To enable/disable execution_agent tools change the js object at tools/config.json
execution_agent tools:
- openai_call
- memory_agent (to retrieve and/or save information), disabled by default
- execution_agent (it can call itself)
- count_tokens
- process_large_files
- get_serp_query, disabled by default
memory_agent tools:
- openai_call
- get_ada_embedding
- append_to_index
- search_in_index
- create_new_index (hardcoded disabled)
Execution_agent and memory_agent perform actions by running arbitrary Python code;
To use the script, you will need to follow these steps:
- Install the required packages:
pip install -r requirements.txt
- Copy the .env.example file to .env:
cp .env.example .env
. This is where you will set the following variables. - Set your OpenAI key and model in the OPENAI_API_KEY, OPENAPI_API_MODEL variables.
- Set your OpenA in the OPENAI_API_KEY, OPENAPI_API_MODEL variables.

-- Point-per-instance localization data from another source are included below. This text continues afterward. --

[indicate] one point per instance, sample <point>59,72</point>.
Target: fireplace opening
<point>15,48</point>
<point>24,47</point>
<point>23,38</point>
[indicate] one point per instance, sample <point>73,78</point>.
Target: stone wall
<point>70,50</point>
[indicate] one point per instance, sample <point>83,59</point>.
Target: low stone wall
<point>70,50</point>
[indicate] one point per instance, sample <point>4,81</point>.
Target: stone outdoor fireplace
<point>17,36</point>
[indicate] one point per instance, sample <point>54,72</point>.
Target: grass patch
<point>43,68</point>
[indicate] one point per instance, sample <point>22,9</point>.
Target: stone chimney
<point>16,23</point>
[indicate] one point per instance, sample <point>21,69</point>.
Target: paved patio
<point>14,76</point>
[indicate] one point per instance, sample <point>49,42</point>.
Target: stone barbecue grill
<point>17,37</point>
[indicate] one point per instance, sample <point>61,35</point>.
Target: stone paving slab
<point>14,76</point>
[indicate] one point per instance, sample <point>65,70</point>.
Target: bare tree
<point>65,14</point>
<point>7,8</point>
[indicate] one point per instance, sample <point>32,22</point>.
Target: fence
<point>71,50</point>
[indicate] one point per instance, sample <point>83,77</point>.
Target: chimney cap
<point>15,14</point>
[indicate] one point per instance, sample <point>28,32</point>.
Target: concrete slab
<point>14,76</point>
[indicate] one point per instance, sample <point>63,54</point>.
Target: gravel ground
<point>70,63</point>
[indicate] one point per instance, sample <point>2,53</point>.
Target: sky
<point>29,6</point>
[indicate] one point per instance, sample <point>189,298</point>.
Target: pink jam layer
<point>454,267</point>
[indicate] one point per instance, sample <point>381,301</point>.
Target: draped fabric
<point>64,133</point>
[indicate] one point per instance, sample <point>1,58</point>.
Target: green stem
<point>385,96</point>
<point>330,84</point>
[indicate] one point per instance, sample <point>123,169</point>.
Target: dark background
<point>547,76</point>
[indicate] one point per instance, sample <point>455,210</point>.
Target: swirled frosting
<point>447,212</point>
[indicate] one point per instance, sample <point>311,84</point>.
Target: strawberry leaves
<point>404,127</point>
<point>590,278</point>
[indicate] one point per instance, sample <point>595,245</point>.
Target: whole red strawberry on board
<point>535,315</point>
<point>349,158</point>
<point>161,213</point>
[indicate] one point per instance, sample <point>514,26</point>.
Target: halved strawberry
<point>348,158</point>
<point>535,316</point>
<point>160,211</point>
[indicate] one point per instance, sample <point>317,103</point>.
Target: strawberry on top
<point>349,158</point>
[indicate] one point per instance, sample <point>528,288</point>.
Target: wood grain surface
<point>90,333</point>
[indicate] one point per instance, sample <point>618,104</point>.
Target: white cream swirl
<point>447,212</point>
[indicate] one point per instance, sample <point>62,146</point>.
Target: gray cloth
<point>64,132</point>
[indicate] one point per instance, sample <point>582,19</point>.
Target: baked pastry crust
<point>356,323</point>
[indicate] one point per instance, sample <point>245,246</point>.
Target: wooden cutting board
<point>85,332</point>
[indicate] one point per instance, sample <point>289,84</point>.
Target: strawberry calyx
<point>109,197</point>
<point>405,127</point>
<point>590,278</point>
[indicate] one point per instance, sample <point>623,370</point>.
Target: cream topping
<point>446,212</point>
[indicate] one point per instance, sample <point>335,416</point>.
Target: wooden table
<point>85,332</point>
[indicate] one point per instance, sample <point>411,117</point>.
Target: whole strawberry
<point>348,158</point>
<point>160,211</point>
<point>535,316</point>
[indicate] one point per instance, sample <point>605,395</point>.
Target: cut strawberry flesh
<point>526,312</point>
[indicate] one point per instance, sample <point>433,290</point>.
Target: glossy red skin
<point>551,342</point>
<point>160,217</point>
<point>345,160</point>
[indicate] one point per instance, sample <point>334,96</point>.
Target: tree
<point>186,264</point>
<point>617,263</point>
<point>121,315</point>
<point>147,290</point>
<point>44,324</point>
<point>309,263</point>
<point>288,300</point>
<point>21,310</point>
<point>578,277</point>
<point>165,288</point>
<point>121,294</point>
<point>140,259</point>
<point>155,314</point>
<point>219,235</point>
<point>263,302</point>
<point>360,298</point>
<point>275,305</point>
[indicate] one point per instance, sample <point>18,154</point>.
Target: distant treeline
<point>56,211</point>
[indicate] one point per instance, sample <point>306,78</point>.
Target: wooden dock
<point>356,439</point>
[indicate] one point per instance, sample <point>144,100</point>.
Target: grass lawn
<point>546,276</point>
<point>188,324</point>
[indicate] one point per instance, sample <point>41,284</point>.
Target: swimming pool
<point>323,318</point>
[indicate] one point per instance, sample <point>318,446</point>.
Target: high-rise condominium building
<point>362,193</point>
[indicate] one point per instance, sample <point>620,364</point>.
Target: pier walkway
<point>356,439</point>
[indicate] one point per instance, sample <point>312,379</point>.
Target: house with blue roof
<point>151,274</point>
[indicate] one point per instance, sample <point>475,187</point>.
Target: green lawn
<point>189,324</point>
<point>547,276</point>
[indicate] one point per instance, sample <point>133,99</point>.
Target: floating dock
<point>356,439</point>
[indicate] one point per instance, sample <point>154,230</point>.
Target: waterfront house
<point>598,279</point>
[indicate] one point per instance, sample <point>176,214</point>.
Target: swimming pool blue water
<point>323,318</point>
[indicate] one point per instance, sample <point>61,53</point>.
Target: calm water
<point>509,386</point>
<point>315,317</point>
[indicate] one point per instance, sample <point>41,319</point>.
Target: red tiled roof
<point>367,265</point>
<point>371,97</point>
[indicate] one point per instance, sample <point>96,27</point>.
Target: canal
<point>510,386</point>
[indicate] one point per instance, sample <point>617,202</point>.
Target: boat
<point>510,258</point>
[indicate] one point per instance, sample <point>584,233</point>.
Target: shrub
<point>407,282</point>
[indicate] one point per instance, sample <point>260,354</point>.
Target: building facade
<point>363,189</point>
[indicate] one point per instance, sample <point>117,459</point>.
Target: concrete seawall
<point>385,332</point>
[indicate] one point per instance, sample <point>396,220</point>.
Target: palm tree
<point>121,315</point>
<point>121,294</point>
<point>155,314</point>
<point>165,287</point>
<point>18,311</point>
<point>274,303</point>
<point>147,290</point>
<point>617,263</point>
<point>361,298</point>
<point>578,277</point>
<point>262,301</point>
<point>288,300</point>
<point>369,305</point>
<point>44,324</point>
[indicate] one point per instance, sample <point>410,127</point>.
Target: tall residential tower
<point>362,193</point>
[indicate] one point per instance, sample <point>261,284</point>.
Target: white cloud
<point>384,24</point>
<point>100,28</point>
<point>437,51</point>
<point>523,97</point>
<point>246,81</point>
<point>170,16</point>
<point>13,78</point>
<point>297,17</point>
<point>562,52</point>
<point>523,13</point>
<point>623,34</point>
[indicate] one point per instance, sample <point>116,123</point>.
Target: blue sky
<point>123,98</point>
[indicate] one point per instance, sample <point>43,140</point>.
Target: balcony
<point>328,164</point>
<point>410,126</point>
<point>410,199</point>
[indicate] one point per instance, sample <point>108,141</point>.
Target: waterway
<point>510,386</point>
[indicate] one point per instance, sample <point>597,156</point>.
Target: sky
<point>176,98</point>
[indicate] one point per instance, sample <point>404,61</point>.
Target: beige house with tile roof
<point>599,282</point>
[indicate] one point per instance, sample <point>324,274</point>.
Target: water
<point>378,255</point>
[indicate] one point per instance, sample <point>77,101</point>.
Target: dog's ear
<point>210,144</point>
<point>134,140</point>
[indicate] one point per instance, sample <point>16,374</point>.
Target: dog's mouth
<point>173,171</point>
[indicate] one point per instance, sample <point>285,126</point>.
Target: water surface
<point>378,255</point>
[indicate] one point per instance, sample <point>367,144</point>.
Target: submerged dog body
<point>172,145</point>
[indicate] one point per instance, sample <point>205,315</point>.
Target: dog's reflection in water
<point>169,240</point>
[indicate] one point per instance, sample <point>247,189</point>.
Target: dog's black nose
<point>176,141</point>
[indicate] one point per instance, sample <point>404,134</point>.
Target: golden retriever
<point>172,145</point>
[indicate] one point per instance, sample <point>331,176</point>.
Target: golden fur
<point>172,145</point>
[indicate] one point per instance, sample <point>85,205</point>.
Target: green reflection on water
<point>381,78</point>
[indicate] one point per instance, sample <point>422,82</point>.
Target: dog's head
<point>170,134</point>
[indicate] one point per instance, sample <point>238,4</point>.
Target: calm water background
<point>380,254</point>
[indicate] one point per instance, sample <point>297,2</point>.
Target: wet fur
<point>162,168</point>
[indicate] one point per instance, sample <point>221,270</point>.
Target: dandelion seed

- Set the objective of the task management system in the OBJECTIVE variable. Alternatively you can pass it to the script as a quote argument.
python src/main.py ["<objective>"]
- Set the task_list of the system in the TASK_LIST variable.
- Run the script.
OBJECTIVE=I need to complete the first task
TASK_LIST=['I must rickroll myself', 'I must close the tab in which I rickrolled myself']
OBJECTIVE=I need to complete the first task
TASK_LIST=['I must analyze my cognitive archictecture during my chain of thoughts and then in my 'answer:' I will write 10 examples of multi_step_objective-first_task pairs to showcase my capabilities, I must append the result in the ./output2.txt file.']
OBJECTIVE=Improve my prompts at ./prompts.py file
TASK_LIST=['Plan what to do. I must create a initial end-to-end task list, which the final task will make my objective completed.']
To run the script inside a docker container:
docker-compose run basi
This script is designed to run indefinitely until the task list is empty. So it can be in an endless loop, depending on the objective and first task. This script consumes a lot more tokens than the original babyagi, so using GPT-4 can quickly get expensive. I haven't tested it yet.
I recommend using this script in a virtual machine and always making a backup if changing something. BabyAGI can run commands and python code on your computer. The results are almost always unexpected.
BabyAGI is a paired-down version of the original Task-Driven Autonomous Agent (Mar 28, 2023, by @yoheynakajima)
BASI is a modified version of BabyAGI created to show how LLMs can perform in the real world.